I’m a horny thirty-eight-year-old….
“Can I fly it?” Illumina looked at him, her expression pleading.
“You know how?”
“You grip the stick, right?”
Grip the stick. He had a stick—shit. Keep it in your pants, Homme.
He put his raging hormones on hold to focus on the request. There was no reason why she couldn’t take the controls for a bit. They weren’t navigating through an asteroid belt or launching or landing. The ZX7M was gliding through open space. She couldn’t hit anything. Even under manual control, Baby practically flew herself. If Illumina stalled the craft, it would just float—and he’d be right here. Hell, if not for her, Baby would have been grounded.
“All right. Keep it level. No rolls or loops, okay?”
“No rolls or loops, I promise.”
She grasped the controls on the copilot’s side, and he let go of the captain’s. She sat straight in her chair, her gaze shifting from the instruments to the viewing window. The seriousness of her expression made him want to laugh. “You can open up the throttle a little,” he said.

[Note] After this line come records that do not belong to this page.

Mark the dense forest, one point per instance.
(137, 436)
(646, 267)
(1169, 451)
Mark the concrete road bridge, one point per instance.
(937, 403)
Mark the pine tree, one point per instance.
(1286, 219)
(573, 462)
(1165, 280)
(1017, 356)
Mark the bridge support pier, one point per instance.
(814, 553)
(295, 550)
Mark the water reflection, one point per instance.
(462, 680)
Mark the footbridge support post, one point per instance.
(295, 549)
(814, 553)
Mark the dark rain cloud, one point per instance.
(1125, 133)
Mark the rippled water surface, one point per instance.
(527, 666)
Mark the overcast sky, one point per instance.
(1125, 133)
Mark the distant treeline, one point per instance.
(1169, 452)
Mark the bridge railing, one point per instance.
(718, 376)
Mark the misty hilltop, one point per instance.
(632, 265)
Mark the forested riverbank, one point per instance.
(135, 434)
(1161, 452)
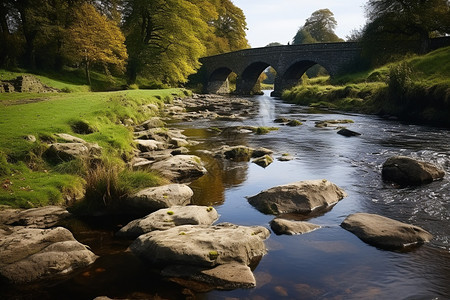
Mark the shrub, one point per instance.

Baby shot through the sky like she’d been catapulted.
“A little!” He started to grab the stick but caught himself and gripped his seat edge instead.
“Sorry.” She grinned but eased up on the speed.
They cruised through the blackness bejeweled by dazzling stars. Other than Baby’s throaty hum, there was a companionable silence, seductive in its intimacy. It teased more than his body. It kindled a yearning for a partner to walk the walk. This is what it could be like if you had someone.